For Mendelssohn, the notion of the ‘living script’ makes it possible to comprehend translation in terms of action rather than just a hermeneutic exercise or transfer of information. With this move, Mendelssohn offers a way to account for the problem how the inexhaustible potential of meaning in Scripture can figure in an infinite series of ever-new production of meaning, i.e. reiterations of the same through difference to which Scripture gives rise. While classic models of hermeneutics fail to account for this phenomenon, Mendelssohn offers an approach which points beyond hermeneutics to practice as the site where meaning is produced and sustained. In this process, translation occupies a central place. Mendelssohn’s theory of the ‘living script’ suggests that translation is a practice of lived life that accounts for the paradoxical but also enabling features of translation as a transaction whose transformative dynamics makes it an emancipatory process of self-making.

Mendelssohn’s model of the ‘living script’ suggests that the practice of philosophy as well as the humanities in general can be considered as acts of translations whereby ever new configurations of practice become legible as creative renegotiations of difference and identity. As a result, Mendelssohn allows us to comprehend translation as a form of negotiation that recognizes the impossibility to bridge the gap between difference and identity no longer as a handicap or problem but as the very catalyst for producing meaning and meaningful experience.

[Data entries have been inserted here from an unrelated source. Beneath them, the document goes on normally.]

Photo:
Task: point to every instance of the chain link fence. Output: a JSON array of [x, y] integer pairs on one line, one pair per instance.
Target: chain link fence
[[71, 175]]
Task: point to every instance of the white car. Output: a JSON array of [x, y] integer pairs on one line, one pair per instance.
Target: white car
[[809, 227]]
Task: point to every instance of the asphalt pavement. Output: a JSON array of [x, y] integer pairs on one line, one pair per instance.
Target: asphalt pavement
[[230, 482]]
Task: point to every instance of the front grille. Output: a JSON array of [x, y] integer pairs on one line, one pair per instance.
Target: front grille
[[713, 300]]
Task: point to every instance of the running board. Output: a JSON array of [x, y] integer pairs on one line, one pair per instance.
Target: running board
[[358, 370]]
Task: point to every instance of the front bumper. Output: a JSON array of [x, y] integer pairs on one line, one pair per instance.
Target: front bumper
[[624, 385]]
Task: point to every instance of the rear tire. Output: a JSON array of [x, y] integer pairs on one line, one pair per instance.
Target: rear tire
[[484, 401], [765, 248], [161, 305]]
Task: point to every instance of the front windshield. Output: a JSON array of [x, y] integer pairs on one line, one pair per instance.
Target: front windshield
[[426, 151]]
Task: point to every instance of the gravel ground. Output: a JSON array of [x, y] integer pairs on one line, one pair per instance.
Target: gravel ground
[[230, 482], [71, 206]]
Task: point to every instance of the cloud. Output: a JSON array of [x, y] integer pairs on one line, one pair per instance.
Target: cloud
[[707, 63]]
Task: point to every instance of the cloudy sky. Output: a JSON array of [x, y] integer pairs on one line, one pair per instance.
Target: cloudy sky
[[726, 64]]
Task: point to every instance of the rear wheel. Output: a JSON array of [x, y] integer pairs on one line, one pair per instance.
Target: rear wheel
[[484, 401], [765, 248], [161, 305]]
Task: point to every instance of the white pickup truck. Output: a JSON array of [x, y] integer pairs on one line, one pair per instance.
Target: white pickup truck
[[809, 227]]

The workshop will explore the philosophical but also esthetic, social, and political implications that point beyond a merely theological-political agenda of the concept of Mendelssohn’s ‘living script.’ Exploring the philosophical context in and against which Mendelssohn launches the concept ranges from Spinoza to German Idealism. Of particular interest is the question in which way Mendelssohn’s notion of the ‘living script’ prefigures not only a critical moment in Hegel but also anticipates critical motives in the later line of Critical Theory.

The workshop is planned to enable open exploration. Short talks of maximum 30 minutes will be followed by 30 minutes for discussion in three panels.